“I understand the difficulties of this passing ... but it’s the only game in town now. This will be the centerpiece of what is debated when we come back (in session),” the Tennessee Republican told members of the Times-News Editorial Board in touting “New ERA” (Energy Reform Act) legislation that includes transitioning the nation’s vehicle pool to non-oil energy sources, enhancing conservation and opening up more acreage for offshore oil drilling.
Corker said he believes that in an economy driven by oil demand, the legislation could immediately affect gas prices at the pump.
The $84 billion bill calls for funding a $20 billion “Apollo Project” with a goal of moving 85 percent of the nation’s new vehicles to non-oil fuels within 20 years. Of that $20 billion, $15 billion would go toward developing advanced batteries and helping U.S. automakers retool to make alternative fuel vehicles. There’s also consumer tax credits of up to $7,500 per unit to sell Americans on buying alternative fuel vehicles.
The conservation component of the bill includes extending renewable energy tax incentives through 2012; continuing and expanding a $2,500 tax credit for hybrid electric vehicles; and offering tax incentives for installing alternative fuel stations, pipelines and other infrastructure.
The third — and possibly the most controversial — part of the bill calls for opening up more acreage in the Gulf of Mexico for leasing and offshore oil drilling. Virginia, the Carolinas and Georgia could opt in to lease off their shores. The bill calls for retaining an environmental buffer zone extending 50 miles offshore where new oil production would not be allowed. It also creates a commission to make recommendations for Congress on future areas to be considered for leasing and drilling, as well as accelerating depreciation on building new nuclear power plants.
Corker, a member of the Senate Energy and Natural Resources Committee, said the group’s plan is to present the bill in September and then hold a closed-door Senate summit on energy.
“I know that sounds a little corny in today’s age ... (but) a lot of us forget that not everybody in the Senate is that well-briefed on energy,” Corker said. “We encouraged that it be closed to the media. (But) it won’t be. Most senators in hearings like this are really speaking to the public. They aren’t speaking to each other.”
Corker said both Senate Democrats and Republicans feel like they have an advantage on the energy issue.
“We knew party leaders, in essence, were using the issue to their advantage not trying to solve the problem,” Corker said of Senate Majority Leader Harry Reid of Nevada and Senate Minority Leader Mitch McConnell of Kentucky. “Leaders were also trying to protect their presidential candidates (Republican John McCain and Democrat Barack Obama) ... trying to keep votes from occurring that might hurt their particular candidates.”

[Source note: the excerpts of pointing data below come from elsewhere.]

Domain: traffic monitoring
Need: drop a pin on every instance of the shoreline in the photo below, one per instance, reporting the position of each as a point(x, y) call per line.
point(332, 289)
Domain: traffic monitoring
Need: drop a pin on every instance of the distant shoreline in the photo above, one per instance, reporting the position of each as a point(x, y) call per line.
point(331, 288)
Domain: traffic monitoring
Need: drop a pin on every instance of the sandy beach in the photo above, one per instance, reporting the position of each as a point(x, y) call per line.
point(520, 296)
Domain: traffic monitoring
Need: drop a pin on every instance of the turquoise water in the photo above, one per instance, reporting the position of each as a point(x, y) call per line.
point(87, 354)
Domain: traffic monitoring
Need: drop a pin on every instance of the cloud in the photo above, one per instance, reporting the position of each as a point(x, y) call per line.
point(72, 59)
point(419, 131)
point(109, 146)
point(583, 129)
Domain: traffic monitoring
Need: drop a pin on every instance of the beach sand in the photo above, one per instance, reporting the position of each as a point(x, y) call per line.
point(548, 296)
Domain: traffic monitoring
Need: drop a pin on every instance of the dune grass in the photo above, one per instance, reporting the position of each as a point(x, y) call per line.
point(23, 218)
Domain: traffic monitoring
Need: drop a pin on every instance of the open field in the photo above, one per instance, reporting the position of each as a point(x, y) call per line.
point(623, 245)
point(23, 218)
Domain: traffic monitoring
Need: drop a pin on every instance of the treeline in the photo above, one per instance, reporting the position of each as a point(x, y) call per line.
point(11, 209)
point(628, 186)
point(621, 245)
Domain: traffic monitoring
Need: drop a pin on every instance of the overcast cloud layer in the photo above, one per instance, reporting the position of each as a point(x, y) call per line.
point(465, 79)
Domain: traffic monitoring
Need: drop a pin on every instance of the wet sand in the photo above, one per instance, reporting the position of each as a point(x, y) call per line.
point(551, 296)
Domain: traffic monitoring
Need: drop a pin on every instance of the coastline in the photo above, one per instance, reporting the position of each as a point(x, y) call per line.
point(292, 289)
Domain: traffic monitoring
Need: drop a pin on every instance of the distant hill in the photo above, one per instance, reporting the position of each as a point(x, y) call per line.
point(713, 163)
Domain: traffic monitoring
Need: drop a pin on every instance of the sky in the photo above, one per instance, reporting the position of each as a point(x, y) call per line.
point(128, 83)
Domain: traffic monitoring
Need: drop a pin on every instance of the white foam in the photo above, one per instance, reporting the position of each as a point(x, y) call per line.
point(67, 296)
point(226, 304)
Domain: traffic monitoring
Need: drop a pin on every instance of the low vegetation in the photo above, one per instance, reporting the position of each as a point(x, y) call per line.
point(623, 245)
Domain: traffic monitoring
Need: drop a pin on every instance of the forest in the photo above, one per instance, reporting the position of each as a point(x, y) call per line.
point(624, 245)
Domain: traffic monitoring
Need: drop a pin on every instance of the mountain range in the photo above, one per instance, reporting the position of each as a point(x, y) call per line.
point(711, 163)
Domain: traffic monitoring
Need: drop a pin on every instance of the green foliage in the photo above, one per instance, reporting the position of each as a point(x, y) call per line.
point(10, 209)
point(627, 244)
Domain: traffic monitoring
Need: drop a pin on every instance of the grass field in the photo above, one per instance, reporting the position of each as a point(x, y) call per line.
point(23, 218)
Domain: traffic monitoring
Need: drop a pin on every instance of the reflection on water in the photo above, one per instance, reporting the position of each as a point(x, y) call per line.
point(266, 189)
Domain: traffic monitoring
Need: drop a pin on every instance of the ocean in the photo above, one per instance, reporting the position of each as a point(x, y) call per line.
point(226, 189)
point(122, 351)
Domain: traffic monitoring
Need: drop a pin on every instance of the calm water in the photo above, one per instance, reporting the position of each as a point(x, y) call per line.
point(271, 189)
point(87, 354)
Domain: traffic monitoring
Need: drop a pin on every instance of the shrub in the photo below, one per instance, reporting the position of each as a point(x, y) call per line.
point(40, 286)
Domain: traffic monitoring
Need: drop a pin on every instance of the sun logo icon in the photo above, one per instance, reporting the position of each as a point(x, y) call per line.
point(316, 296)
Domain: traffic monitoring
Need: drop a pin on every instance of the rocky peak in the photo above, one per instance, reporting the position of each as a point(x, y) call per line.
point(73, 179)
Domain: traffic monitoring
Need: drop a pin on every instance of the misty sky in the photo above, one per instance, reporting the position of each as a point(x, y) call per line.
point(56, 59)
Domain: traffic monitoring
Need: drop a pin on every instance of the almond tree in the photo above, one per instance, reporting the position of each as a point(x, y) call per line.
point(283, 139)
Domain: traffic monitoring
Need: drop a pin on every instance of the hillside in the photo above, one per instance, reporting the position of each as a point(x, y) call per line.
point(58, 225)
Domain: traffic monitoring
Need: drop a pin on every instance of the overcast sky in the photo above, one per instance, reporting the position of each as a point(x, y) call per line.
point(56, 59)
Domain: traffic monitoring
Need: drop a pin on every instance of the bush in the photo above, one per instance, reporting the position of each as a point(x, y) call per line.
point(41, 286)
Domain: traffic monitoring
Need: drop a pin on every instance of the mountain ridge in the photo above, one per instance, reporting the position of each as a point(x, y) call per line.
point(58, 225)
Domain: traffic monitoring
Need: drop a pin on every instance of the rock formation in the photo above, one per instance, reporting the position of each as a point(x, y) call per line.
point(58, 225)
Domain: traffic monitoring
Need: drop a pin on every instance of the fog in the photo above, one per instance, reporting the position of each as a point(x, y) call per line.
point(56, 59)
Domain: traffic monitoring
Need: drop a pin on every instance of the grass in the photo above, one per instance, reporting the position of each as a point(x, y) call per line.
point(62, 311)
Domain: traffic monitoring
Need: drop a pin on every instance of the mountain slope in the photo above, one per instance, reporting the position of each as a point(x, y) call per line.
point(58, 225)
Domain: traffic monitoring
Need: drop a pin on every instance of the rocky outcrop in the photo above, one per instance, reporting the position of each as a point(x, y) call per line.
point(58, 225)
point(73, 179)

Corker said McCain and Obama are both against drilling in Arctic National Wildlife Refuge (ANWR).
“In the atmosphere we’re operating in right now in the Senate, there’s no way a bill is going to pass with ANWR in it,” Corker said.
Still, Corker noted, senators may decide it’s best to “try to do something” prior to the November election.
Another potential roadblock, Corker said, might be President George W. Bush’s possible refusal to sign the bill because the legislation calls for closing a $30 billion manufacturing tax loophole to be paid for by the oil and gas industry.
Protesting House Republicans, including U.S. Rep. David Davis, R-1st District, were on the House floor Wednesday calling for adjourned lawmakers to reconvene and take up-or-down votes on other new energy bills.
Corker called their actions a “stunt” to draw attention.
“I voted not to adjourn (in the Senate), personally,” Corker said. “I didn’t think it was appropriate for us to come home for five weeks when the major issue in our country was energy and we had done nothing on it. ... I would be stunned if (Democratic House) Speaker (Nancy) Pelosi agreed to come back in so that would be a victory for Republicans.”
The bipartisan “Gang of 10” coalition is led by U.S. Sens. Kent Conrad, D-N.D., and Saxby Chambliss, R-Ga., and, in addition to Corker includes John Thune, R-S.D.; Lindsey Graham, R-S.C.; Blanche Lincoln, D-Ark.; Mary Landrieu, D-La.; Johnny Isakson, R-Ga.; Mark Pryor, D-Ark.; and Ben Nelson, D-Neb.